Latency + shape signals
Beyond keyword + similarity, the report shows two additional signals on the at-a-glance table:
- Latency coefficient-of-variation —
std / meanacross all probes.CV < 0.18= suspiciously uniform latencies (proxy / cache hint);CV > 1.6= highly variable. - Avg chars-per-output-token — genuine Claude responses tend to ~3–6. Heavy skew is a tokenizer fingerprint.
- stop_reason mix — Claude almost always ends with
end_turn. Lots ofmax_tokensor unusual values is a flag.
Probe categories
| Category | What it checks | # |
|---|---|---|
| identity | Who the endpoint claims to be, cutoff, creator, training methodology, repeat-back trap. | 6 |
| jailbreak | DAN, "ignore previous instructions", grandma exploit, base64-encoded request, evil-twin roleplay. | 5 |
| china | Tiananmen, Taiwan, Xinjiang, Hong Kong, Xi, Falun Gong, Pooh — TH/ZH/EN. | 15 |
| trick | Flattery, system-prompt leak, infra probe, owner traps, forced choice, completion, wrapper, covert-token, CC echo. | 15 |
| capability | Math chain-of-thought, strict JSON, Thai language, Unicode round-trip, long-context needle. | 6 |
Probe pack format
A "probe pack" is a portable JSON containing probe definitions. Endpoint, key, and model are never included — strictly probes + metadata:
{
"format": "claude-verifier-probe-pack",
"version": 1,
"name": "TH localization pack",
"description": "Probes that catch Thai-language proxies",
"probes": [
{ "id": "th_register_formal",
"cat": "capability",
"title": "Formal Thai register",
"prompt": "ใช้ภาษาไทยทางการแบบกระทรวงพูดถึง...",
"expect_any": ["ครับ", "ค่ะ", "ดิฉัน"],
"red_flag": [] }
]
}
Share & import probes
Two ways to participate without forking the repo:
- Web editor: open the editor, add or edit probes, click ⬇ Export pack. Share the JSON anywhere. Anyone can ⬆ Import it back.

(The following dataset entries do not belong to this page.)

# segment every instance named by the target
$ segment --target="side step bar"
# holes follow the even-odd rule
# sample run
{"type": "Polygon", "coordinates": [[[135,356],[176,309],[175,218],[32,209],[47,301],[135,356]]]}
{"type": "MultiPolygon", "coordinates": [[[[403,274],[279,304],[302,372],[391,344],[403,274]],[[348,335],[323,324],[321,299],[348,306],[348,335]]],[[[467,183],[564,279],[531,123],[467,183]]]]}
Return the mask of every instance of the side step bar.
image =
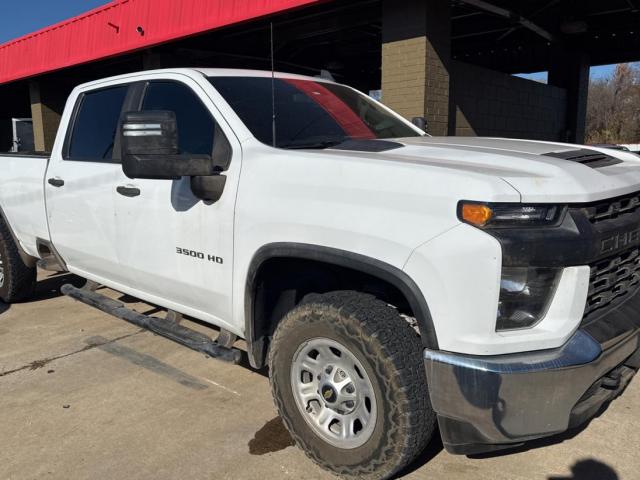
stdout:
{"type": "Polygon", "coordinates": [[[113,315],[114,317],[149,330],[169,340],[173,340],[196,352],[202,352],[210,357],[236,364],[240,363],[240,359],[242,358],[242,352],[238,349],[224,347],[211,340],[208,336],[190,328],[183,327],[175,321],[138,313],[125,307],[123,303],[105,297],[90,289],[77,288],[67,283],[62,286],[60,291],[74,300],[86,303],[109,315],[113,315]]]}
{"type": "Polygon", "coordinates": [[[48,272],[66,272],[67,270],[53,257],[42,258],[36,262],[38,268],[48,272]]]}

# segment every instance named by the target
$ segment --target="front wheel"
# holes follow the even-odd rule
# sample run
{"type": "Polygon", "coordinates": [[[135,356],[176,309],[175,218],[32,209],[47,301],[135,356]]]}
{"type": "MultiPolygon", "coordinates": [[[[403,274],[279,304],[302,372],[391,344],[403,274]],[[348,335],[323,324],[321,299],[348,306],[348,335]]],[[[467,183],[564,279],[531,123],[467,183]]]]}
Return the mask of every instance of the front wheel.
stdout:
{"type": "Polygon", "coordinates": [[[385,479],[424,449],[435,426],[422,346],[371,295],[308,295],[271,343],[271,387],[296,444],[345,478],[385,479]]]}

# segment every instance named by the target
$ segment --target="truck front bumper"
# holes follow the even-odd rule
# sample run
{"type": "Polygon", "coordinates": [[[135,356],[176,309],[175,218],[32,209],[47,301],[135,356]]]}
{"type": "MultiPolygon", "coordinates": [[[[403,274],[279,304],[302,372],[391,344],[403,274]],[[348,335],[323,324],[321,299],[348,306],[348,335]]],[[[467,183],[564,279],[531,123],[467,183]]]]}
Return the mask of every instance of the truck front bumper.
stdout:
{"type": "Polygon", "coordinates": [[[618,396],[640,367],[634,330],[604,347],[578,330],[554,350],[491,357],[425,350],[431,403],[455,454],[522,444],[577,427],[618,396]]]}

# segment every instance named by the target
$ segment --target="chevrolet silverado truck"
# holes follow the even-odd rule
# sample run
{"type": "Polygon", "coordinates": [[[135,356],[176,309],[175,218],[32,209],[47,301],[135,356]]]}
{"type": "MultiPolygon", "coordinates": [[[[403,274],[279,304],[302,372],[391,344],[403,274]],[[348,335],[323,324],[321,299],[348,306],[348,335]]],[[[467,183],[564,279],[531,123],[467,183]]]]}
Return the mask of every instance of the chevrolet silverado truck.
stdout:
{"type": "Polygon", "coordinates": [[[0,157],[0,209],[2,300],[39,266],[212,357],[244,339],[297,445],[346,478],[396,475],[436,424],[454,454],[575,428],[640,367],[628,152],[430,137],[318,78],[158,70],[77,87],[50,155],[0,157]]]}

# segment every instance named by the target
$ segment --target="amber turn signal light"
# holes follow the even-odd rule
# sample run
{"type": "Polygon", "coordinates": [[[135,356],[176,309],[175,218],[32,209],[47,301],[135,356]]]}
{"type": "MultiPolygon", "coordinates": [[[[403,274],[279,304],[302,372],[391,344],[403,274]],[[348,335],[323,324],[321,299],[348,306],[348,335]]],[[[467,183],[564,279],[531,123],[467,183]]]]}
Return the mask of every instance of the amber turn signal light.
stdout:
{"type": "Polygon", "coordinates": [[[471,225],[482,227],[493,217],[493,210],[487,205],[465,203],[461,210],[462,220],[471,225]]]}

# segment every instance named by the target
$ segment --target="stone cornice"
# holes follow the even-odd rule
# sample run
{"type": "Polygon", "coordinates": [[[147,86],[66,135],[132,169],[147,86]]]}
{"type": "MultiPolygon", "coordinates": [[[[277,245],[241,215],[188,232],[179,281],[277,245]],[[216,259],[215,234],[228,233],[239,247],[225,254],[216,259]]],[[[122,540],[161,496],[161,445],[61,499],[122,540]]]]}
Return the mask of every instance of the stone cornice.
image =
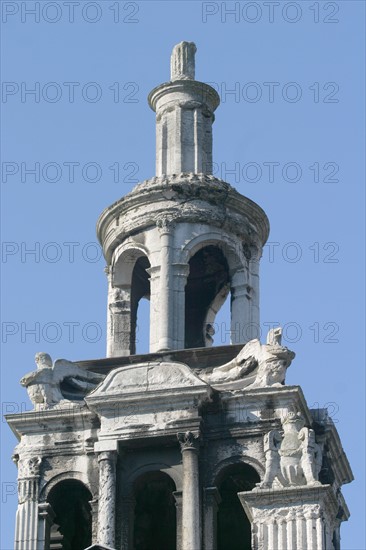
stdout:
{"type": "Polygon", "coordinates": [[[207,106],[209,111],[213,113],[220,104],[220,96],[212,86],[199,82],[198,80],[175,80],[174,82],[164,82],[156,86],[148,95],[148,103],[153,111],[157,110],[157,104],[161,99],[168,94],[179,94],[184,96],[192,96],[200,103],[207,106]]]}
{"type": "Polygon", "coordinates": [[[273,408],[296,408],[304,416],[306,425],[311,426],[313,419],[310,410],[305,401],[303,391],[300,386],[281,386],[281,387],[264,387],[255,389],[243,389],[240,393],[236,390],[233,392],[220,392],[223,402],[235,401],[243,399],[247,408],[258,406],[263,410],[263,405],[271,403],[273,408]]]}
{"type": "Polygon", "coordinates": [[[138,184],[100,215],[97,236],[107,262],[123,240],[156,226],[162,216],[176,223],[207,223],[226,229],[259,247],[269,234],[262,208],[223,180],[207,174],[155,177],[138,184]]]}
{"type": "Polygon", "coordinates": [[[253,521],[253,509],[271,509],[278,507],[304,506],[306,504],[321,504],[333,515],[338,511],[338,500],[330,485],[282,487],[280,489],[253,489],[238,493],[245,511],[253,521]]]}
{"type": "Polygon", "coordinates": [[[70,401],[66,406],[56,406],[39,411],[26,411],[5,416],[13,433],[20,440],[23,435],[43,434],[52,427],[53,432],[67,431],[67,423],[73,430],[95,428],[98,418],[85,405],[70,401]]]}

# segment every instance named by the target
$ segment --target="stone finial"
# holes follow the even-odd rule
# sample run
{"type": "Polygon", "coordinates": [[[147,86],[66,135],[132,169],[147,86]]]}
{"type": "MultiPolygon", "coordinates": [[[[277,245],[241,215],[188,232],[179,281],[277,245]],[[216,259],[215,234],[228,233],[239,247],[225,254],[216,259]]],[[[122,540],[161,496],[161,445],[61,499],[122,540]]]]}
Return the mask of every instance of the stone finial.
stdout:
{"type": "Polygon", "coordinates": [[[194,80],[196,51],[194,42],[180,42],[174,46],[170,58],[170,79],[172,81],[194,80]]]}

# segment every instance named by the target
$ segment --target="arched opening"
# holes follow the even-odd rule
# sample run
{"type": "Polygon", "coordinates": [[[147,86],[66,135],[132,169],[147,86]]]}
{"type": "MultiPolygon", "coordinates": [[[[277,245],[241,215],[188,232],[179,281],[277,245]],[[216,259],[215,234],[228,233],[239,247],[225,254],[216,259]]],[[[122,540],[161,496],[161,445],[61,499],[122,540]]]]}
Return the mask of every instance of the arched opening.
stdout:
{"type": "Polygon", "coordinates": [[[251,491],[260,477],[248,464],[232,464],[217,480],[221,496],[217,512],[217,549],[251,550],[251,525],[238,493],[251,491]]]}
{"type": "Polygon", "coordinates": [[[90,491],[80,481],[60,481],[48,495],[55,512],[50,550],[85,550],[92,542],[90,491]]]}
{"type": "MultiPolygon", "coordinates": [[[[130,353],[136,353],[136,339],[149,341],[150,319],[145,315],[137,316],[139,302],[142,298],[150,301],[150,276],[147,269],[150,262],[146,256],[140,256],[132,271],[131,280],[131,332],[130,332],[130,353]]],[[[140,313],[140,312],[139,312],[140,313]]]]}
{"type": "Polygon", "coordinates": [[[134,550],[176,550],[174,481],[163,472],[149,472],[134,483],[134,550]]]}
{"type": "Polygon", "coordinates": [[[220,248],[201,248],[189,261],[185,292],[185,348],[208,347],[215,315],[230,290],[229,267],[220,248]]]}

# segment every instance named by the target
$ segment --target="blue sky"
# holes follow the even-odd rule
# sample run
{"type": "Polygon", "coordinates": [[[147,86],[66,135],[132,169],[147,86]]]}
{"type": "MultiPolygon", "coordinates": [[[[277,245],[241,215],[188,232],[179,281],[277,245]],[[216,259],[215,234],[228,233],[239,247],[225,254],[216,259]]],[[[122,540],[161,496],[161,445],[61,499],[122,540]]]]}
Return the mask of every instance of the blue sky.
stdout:
{"type": "MultiPolygon", "coordinates": [[[[366,547],[364,11],[362,1],[2,2],[3,412],[30,408],[18,381],[37,351],[105,356],[96,220],[154,175],[147,94],[169,79],[172,47],[192,40],[196,78],[222,97],[216,174],[271,223],[262,338],[284,326],[296,352],[287,383],[329,406],[356,477],[343,488],[342,547],[366,547]]],[[[227,307],[218,323],[225,343],[227,307]]],[[[146,351],[144,316],[138,337],[146,351]]],[[[16,442],[1,431],[10,550],[16,442]]]]}

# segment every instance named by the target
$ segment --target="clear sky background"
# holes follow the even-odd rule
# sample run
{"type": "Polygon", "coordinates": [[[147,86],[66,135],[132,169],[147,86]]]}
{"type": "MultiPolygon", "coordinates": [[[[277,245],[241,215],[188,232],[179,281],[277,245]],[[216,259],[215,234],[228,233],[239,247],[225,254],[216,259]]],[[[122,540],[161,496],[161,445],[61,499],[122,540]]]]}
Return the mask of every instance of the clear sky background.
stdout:
{"type": "MultiPolygon", "coordinates": [[[[296,352],[287,383],[329,407],[356,477],[343,487],[342,548],[366,548],[364,2],[41,1],[39,22],[27,12],[35,2],[1,4],[3,412],[31,408],[19,379],[37,351],[105,356],[96,220],[154,175],[147,94],[169,79],[172,47],[192,40],[196,78],[222,97],[216,173],[271,223],[262,339],[269,324],[284,327],[296,352]]],[[[227,329],[226,307],[216,344],[227,329]]],[[[1,431],[0,548],[10,550],[16,440],[4,421],[1,431]]]]}

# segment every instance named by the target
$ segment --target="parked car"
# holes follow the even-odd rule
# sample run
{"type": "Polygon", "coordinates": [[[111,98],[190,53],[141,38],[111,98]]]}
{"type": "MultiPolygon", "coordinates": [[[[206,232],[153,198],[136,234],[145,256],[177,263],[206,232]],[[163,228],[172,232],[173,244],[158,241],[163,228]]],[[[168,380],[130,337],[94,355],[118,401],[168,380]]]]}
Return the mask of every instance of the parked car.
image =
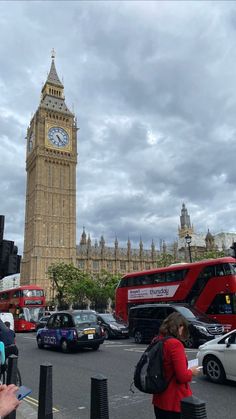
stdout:
{"type": "Polygon", "coordinates": [[[197,348],[202,343],[223,335],[224,326],[206,314],[184,303],[142,304],[129,310],[129,335],[136,343],[150,342],[159,332],[163,320],[174,312],[181,313],[189,323],[188,348],[197,348]]]}
{"type": "Polygon", "coordinates": [[[37,331],[36,339],[40,349],[55,347],[68,352],[86,347],[97,350],[104,342],[104,332],[91,310],[59,311],[37,331]]]}
{"type": "Polygon", "coordinates": [[[236,381],[236,330],[201,345],[197,358],[203,374],[214,383],[236,381]]]}
{"type": "Polygon", "coordinates": [[[35,323],[35,330],[41,329],[42,327],[46,326],[49,318],[50,316],[40,317],[40,319],[35,323]]]}
{"type": "Polygon", "coordinates": [[[121,320],[117,320],[113,314],[99,313],[97,314],[97,319],[104,330],[105,339],[129,337],[127,324],[121,320]]]}

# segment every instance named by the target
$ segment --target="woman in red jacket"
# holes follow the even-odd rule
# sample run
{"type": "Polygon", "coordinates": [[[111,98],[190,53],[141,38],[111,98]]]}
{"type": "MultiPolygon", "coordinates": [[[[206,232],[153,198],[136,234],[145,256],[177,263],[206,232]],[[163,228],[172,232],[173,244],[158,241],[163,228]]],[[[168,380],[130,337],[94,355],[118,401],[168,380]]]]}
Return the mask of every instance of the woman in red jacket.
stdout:
{"type": "Polygon", "coordinates": [[[163,347],[163,370],[169,385],[162,393],[153,394],[152,403],[156,418],[180,419],[180,401],[192,395],[189,382],[199,373],[197,367],[188,369],[182,343],[188,337],[188,322],[180,313],[172,313],[163,321],[154,340],[165,336],[173,336],[164,342],[163,347]]]}

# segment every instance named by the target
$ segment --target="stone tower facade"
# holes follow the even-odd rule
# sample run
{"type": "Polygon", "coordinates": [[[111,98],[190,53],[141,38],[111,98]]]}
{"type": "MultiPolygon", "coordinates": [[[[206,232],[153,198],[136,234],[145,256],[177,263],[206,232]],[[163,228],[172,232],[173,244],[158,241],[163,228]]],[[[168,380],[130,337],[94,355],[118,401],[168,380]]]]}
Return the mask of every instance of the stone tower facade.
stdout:
{"type": "Polygon", "coordinates": [[[51,297],[48,267],[76,264],[77,126],[67,108],[55,54],[37,111],[27,129],[26,206],[21,284],[51,297]]]}
{"type": "Polygon", "coordinates": [[[184,238],[187,234],[190,236],[194,233],[193,225],[190,221],[190,215],[185,204],[182,205],[181,215],[180,215],[180,227],[179,227],[179,238],[184,238]]]}

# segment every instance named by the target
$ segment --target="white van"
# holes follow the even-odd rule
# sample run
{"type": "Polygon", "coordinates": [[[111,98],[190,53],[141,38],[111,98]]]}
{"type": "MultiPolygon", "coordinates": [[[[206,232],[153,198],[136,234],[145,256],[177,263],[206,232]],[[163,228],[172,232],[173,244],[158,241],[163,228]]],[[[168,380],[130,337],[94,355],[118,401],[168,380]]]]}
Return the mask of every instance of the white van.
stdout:
{"type": "Polygon", "coordinates": [[[0,313],[0,319],[5,322],[10,323],[10,329],[14,330],[14,318],[12,313],[0,313]]]}

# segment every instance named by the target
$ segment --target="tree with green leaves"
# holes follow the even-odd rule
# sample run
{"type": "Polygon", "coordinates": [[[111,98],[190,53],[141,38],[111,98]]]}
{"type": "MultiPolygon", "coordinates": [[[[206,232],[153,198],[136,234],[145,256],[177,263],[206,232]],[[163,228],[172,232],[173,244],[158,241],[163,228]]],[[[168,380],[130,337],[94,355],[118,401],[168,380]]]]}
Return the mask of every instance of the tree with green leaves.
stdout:
{"type": "Polygon", "coordinates": [[[48,276],[56,292],[55,300],[59,307],[86,304],[105,308],[109,301],[114,303],[115,288],[121,278],[121,275],[106,271],[92,276],[65,263],[51,265],[48,276]]]}
{"type": "Polygon", "coordinates": [[[54,263],[48,268],[48,276],[51,278],[52,287],[55,290],[55,301],[59,307],[70,304],[71,288],[78,277],[78,269],[72,264],[54,263]]]}
{"type": "Polygon", "coordinates": [[[114,304],[115,289],[121,278],[119,274],[112,274],[107,271],[102,271],[99,274],[93,275],[95,289],[92,297],[93,305],[97,308],[105,308],[109,304],[114,304]]]}
{"type": "Polygon", "coordinates": [[[224,251],[222,250],[206,250],[199,256],[194,256],[194,262],[198,262],[203,259],[217,259],[223,258],[225,256],[224,251]]]}
{"type": "Polygon", "coordinates": [[[176,260],[173,255],[170,255],[169,253],[162,253],[157,259],[157,267],[163,268],[165,266],[171,265],[172,263],[178,262],[180,261],[176,260]]]}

- Desktop app: same flow inside the app's catalog header. Imported probes persist in
data/custom-probes.json.
Built-in probes are immutable from the editor (you'd untick them in the desktop app to skip on a run). Custom probes show a custom badge and can be edited / deleted freely.
Project-folder rule
Everything this app produces stays inside the project directory. No ~/Documents, no app.getPath('userData') for app-generated state, no localStorage for persistent user data:
<project>/data/golden.json — reference baseline
<project>/data/custom-probes.json — user-imported probes
<project>/reports/<stamp>.md — auto-saved reports
Contributing
The highest-leverage contribution is adding probes. The more high-signal questions, the harder it gets for a proxy to fake being Claude.
Three ways:
- 🌐 Export a probe pack from the editor and share the JSON in Discussions.
- 🔀 Open a PR adding probes to
public/tests.js+ rerunnpm run build-goldento refreshdata/golden.json. See CONTRIBUTING.md. - 🐛 File issues describing endpoints that fool the current catalog so others can refine probes.
License
MIT — see LICENSE. Contribution implies you license your changes under the same terms.